March 12-15 Weekly Menu, Recipes and Shopping List, Tested March 5-8


Monday: Avocado and Cashew Enchiladas with mild red sauce and a side of fruit

Tuesday: BBQ Chicken Rub, potato skins, and green beans

Wednesday: Baked Salmon, Peas, and side salad

Thursday: BBQ Chicken wraps with potato, onions, cheese, bell pepper and left over salsa – use lettuce or tortillas, with mangos and blueberries

Themes for the week:  Rubs and pre-prep.  Getting dinner ready ahead of time, when you have time to squeeze it in will make your meals taste better and make dinner prep a lot less stressful this week. I found inspiration for this week’s menu on There are several recipes that look delicious and easy.  I am always looking for fresh ideas.  and have never used a rub in a recipe on this blog. When I saw this recipe, which looked delicious, I had to try it.  I’m happy to say, the recipe didn’t disappoint.  Stay tuned and I will tell you more next week.

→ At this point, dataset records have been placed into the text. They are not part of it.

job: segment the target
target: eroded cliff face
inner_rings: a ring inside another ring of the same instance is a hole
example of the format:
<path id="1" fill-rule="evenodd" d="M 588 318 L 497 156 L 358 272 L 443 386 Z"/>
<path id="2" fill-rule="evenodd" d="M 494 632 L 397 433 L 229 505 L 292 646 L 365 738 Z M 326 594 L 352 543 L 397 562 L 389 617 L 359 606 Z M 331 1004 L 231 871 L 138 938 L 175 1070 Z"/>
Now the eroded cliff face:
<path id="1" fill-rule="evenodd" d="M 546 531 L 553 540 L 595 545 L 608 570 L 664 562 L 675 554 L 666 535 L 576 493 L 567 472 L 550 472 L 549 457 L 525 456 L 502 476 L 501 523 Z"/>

Avocado and Cashew Enchiladas with mild red sauce

Serves 2 Adults and 2 Kids + 1 lunch


For the Red Sauce (salsa):

1 lb. tomatoes, cut in chunks

2 bell peppers, cut in chunks

2 onions, cut into chunks

2 large cloves garlic

½ t salt

¼ t cumin

1/8 t black pepper

3 T lime juice

1/4 c cilantro

1/4 t chopped jalapeno pepper (optional)

For the Enchiladas:

2 medium sized avocados – ripe

juice from 1 lemon

2 medium tomatoes, seeded and coarsely chopped

4 finely minced scallions

½ C finely minced cilantro (or parsley if cilantro is not for you)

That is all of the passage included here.